Sasaki's practice has always been enriched by its connections to academia—whether through the legacy of Hideo Sasaki's teaching-based model, the firm's ongoing commitment to campus planning and design, or recent teaching engagements at schools like the University of Nebraska at Lincoln, Northeastern University, the Massachusetts Institute of Technology, and the Rhode Island School of Design.
In a lecture at Iowa State University's College of Design on September 19, Sasaki Urban Studio members Gina Ford, Laura Marett, and Alexis Canter focused on this confluence of practice and academia. The trio spoke about Sasaki's recent work within the context of the Midwest floodplain and explored the specific connections this work has to Iowa State University.

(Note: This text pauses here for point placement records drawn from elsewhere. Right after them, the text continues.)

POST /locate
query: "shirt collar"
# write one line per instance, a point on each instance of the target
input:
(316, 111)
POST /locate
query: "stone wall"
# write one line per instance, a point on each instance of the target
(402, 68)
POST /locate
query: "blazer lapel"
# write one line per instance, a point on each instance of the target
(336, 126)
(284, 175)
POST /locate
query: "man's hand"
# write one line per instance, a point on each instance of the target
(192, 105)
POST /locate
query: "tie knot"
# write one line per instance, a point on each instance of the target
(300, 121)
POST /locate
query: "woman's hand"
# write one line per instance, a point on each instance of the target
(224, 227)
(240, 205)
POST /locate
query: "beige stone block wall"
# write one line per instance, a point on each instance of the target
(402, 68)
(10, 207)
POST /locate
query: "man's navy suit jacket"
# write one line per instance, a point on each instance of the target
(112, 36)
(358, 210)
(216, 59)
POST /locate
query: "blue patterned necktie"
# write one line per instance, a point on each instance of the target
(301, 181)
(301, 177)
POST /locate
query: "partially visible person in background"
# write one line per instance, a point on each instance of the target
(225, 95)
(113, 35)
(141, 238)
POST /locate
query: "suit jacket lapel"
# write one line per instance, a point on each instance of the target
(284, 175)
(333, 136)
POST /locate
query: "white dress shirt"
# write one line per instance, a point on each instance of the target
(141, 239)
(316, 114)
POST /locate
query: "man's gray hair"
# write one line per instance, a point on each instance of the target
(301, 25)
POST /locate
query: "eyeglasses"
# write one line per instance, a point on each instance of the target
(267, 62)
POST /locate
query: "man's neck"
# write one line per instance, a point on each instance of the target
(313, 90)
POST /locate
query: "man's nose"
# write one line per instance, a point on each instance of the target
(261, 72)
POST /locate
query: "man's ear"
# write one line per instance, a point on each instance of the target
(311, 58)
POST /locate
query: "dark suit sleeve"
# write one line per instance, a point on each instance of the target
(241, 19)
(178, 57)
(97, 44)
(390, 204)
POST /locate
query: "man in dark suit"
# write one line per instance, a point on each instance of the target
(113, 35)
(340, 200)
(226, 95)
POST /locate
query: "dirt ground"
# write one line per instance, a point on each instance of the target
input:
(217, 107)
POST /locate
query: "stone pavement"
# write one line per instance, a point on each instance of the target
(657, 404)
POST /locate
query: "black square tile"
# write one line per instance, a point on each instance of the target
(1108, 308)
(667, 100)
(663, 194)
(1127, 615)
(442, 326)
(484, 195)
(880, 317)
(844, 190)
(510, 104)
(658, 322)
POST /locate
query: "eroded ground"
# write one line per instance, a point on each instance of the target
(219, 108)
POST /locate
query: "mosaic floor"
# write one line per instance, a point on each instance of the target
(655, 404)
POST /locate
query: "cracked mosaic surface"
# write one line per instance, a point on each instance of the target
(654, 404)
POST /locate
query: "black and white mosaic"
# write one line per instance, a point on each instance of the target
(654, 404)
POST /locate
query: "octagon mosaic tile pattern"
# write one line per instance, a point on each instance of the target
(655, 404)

Alexis discussed Sasaki's winning entry for the Water Works Competition, which re-envisions Water Works Park—the site of the City of Des Moines's drinking water infrastructure that also features recreation uses and rich ecology. The competition was the brainchild of Iowa State University's associate professor of landscape architecture Carl Rogers, who was inspired by the relevance of the site to contemporary issues of landscape architecture. Professor Rogers formulated the international design competition through his professional practice seminar, working with students to create the competition brief, assemble data, and launch the competition website. Gina and Alexis are also collaborating this semester with Professor Rogers and his colleagues, assistant professor Bambi Yost and lecturer Tom Neppl, on their current design studio, which focuses on another water infrastructure-based competition on the Gowanus Canal in Brooklyn.
Laura discussed Sasaki's current work at ISU's Iowa State Center. Built in the late '60s and early '70s, the Iowa State Center is a stunning architectural complex of significant facilities including the Scheman Building, the Stephens Auditorium, the Fischer Theater, and the Hilton Coliseum. Led by Joe Hibbard, the Sasaki team is creating a landscape master plan for the site addressing issues of wear, connection, event planning, flood-resilience, and identity. Used frequently as the subject of landscape studios at the College of Design, the site and its future potential incited a lively discussion from the students in the audience.
Lastly, Gina foregrounded these interwoven connections between academia and practice as a model for the tackling complex issues of the region. Moving forward, for example, the Sasaki Urban Studio will be partnering with Iowa State University and the University of Nebraska at Lincoln on a joint, multi-year study to address issues of ecology, recreation, and flood-resilience on the Missouri River.